Lévrier, je t’ai vu explorer les parages,
Allant jusqu’à flairer la piste d’un matou.
*
Jacques Perry-Salkow, tout en vous observant,
Les lettres de vos noms s’en allait permutant ;
C’est un hobby auquel, souvent, il s’évertue.
*
«Le lévrier», dit-il, et «le tatou», ces mots
Vont pouvoir engendrer deux autres animaux
Que nous connaissons bien : le lièvre et la tortue.
Pour jouir des vertus qu’on prête à la revanche, notre lièvre convie dame tortue à la deuxième manche.
― Mais pourquoi t’obstiner à porter à dos ton cercueil ? lui lança-t-il au seuil du départ, alors que la fraîcheur de ton teint n’en justifie pas l’usage avant longtemps ! Crains-tu donc à ce point quelque issue funeste à chacun de tes pas ? Laisse-là ce fardeau à qui goûte au trépas.
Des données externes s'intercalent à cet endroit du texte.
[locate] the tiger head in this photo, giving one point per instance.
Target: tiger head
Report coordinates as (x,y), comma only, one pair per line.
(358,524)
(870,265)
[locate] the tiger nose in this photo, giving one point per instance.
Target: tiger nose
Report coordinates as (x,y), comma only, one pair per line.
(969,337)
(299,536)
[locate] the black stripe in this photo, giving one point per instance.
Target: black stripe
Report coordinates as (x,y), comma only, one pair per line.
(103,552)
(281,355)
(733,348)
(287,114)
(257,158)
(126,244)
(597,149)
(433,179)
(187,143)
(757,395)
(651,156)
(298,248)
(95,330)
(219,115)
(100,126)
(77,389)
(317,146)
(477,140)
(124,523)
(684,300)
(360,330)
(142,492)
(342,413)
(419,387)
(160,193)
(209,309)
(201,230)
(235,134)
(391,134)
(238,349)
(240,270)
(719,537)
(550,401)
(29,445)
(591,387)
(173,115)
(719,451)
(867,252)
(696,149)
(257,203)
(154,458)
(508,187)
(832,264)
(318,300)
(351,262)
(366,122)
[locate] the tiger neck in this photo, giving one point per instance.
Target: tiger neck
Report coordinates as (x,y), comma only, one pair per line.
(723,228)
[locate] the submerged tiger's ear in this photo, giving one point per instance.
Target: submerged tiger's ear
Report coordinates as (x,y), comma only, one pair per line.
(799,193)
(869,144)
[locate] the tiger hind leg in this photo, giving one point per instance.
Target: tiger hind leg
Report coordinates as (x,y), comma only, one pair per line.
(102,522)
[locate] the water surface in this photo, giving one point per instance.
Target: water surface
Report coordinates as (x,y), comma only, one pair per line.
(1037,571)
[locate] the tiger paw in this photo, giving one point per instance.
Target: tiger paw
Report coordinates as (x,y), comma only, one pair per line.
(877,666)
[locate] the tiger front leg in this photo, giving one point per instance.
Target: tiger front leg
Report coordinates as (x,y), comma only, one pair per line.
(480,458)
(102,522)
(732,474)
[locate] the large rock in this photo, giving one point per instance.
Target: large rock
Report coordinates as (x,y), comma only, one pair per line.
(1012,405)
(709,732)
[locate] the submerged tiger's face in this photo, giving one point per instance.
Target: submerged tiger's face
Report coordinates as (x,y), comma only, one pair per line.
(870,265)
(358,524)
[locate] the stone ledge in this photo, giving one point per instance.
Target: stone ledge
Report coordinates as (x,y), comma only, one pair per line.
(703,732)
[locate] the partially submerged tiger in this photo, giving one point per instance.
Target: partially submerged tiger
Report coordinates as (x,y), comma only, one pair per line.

Ton allure, vois-tu, n’en sera que plus vive ! ( et surtout me fera moins t’attendre au but...)
― Vous m’attendez déjà, vous qui n’avez pourtant que votre langue à porter ? lui répond-elle à mi-parcours, l’ayant rejoint au fleuve à franchir, le bac étant en grève et la grève... illimitée.
Celui qu’on n’a pas fait nageur voit l’autre arriver seule au but, et, fort patiente l’attendre encore.